In Liverpool with time to visit some of the galleries, a highlight was John Akomfrah’s film ‘The Unfinished Conversation’ exploring and celebrating the life and work of Stuart Hall. It runs at the Bluecoat Gallery until 25 November if you are within striking distance.

Underpinned by Hall’s understanding of identity as a process of ‘becoming’ forged at the intersection between subjective meaning-making and the push-pull of the cultural and historical narratives we move through, the film intersperses autobiographical memories with clips from his groundbreaking documentaries and archive film and photographs from the upheavals and changes of the past 60 years.

The soundtrack is also an intriguing collage of Hall’s own narrations and his beloved modern jazz, with the unexpected – including extracts from The Waves, Gormenghast and Blake’s poetry – which lift and shift our attention as sound and vision continually overlay each other in new combinations.

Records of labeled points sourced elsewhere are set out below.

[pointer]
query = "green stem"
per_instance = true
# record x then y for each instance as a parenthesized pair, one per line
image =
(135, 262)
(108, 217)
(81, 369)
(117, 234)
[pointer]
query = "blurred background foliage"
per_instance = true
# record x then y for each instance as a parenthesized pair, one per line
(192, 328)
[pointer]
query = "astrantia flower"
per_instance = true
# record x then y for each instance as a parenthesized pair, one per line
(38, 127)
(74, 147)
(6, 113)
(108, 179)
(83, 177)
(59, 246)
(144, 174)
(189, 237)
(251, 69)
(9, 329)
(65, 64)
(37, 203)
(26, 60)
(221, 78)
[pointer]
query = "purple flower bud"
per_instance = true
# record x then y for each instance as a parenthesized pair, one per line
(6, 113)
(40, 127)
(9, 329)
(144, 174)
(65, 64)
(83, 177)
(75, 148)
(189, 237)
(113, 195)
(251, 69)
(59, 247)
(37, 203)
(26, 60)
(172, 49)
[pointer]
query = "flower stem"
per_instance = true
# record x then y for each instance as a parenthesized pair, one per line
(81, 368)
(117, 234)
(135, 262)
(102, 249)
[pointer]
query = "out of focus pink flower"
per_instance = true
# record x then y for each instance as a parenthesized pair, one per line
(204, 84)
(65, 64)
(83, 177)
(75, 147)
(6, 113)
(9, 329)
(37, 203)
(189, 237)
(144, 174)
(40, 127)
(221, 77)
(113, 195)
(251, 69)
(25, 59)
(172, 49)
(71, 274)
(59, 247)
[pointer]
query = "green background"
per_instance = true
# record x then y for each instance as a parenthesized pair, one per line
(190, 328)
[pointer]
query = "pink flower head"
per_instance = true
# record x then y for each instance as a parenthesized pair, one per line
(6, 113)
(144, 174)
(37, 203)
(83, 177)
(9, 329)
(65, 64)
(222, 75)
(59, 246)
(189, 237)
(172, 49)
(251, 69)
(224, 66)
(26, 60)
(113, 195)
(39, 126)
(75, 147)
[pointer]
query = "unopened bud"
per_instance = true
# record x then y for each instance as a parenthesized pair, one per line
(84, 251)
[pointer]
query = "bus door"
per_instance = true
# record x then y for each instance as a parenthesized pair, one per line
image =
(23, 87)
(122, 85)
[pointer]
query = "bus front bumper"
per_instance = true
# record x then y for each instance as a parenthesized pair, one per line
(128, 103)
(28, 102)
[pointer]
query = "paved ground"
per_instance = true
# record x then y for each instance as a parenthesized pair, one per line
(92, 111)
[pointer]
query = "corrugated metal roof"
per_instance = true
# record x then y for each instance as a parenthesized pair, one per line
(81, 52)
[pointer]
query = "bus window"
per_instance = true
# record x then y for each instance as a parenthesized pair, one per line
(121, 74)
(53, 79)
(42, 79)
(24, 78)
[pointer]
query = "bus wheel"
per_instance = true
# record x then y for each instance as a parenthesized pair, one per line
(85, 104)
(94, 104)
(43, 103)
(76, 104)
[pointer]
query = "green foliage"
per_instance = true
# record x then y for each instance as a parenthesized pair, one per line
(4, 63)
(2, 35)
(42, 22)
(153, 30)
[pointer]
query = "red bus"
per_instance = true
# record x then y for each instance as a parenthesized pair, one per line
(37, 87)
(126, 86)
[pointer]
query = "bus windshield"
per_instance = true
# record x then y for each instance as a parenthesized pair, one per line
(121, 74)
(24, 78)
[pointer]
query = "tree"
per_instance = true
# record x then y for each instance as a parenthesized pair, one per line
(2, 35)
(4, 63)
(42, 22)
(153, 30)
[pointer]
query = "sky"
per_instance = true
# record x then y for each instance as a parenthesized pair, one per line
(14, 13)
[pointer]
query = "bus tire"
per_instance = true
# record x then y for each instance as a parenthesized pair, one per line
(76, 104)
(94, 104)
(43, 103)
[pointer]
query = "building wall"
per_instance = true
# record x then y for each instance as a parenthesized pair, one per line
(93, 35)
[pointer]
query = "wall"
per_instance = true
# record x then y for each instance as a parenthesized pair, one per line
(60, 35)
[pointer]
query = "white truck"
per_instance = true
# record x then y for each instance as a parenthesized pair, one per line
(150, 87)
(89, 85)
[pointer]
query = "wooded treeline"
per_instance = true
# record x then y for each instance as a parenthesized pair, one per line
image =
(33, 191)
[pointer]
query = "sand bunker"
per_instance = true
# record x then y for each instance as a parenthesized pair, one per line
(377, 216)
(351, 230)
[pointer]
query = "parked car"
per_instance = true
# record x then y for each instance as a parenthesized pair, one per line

The experience is a continual, gentle retuning of our wavelength.

This is an inspiring film, dense with ideas and propositions about belonging and identity, freedom and equality, memory and storytelling, upheaval and continuity. Split between three screens, the constant shifts of content and perspective keep our eyes, ears and minds open.

I have long been an admirer of Stuart Hall who seems to me to have fitted Henry Giroux’s concept of the ‘transformative intellectual’: a teacher who ‘gives students the opportunity to become agents of civic courage, and therefore citizens who have the knowledge and courage to take seriously the need to make despair unconvincing and hope practical’.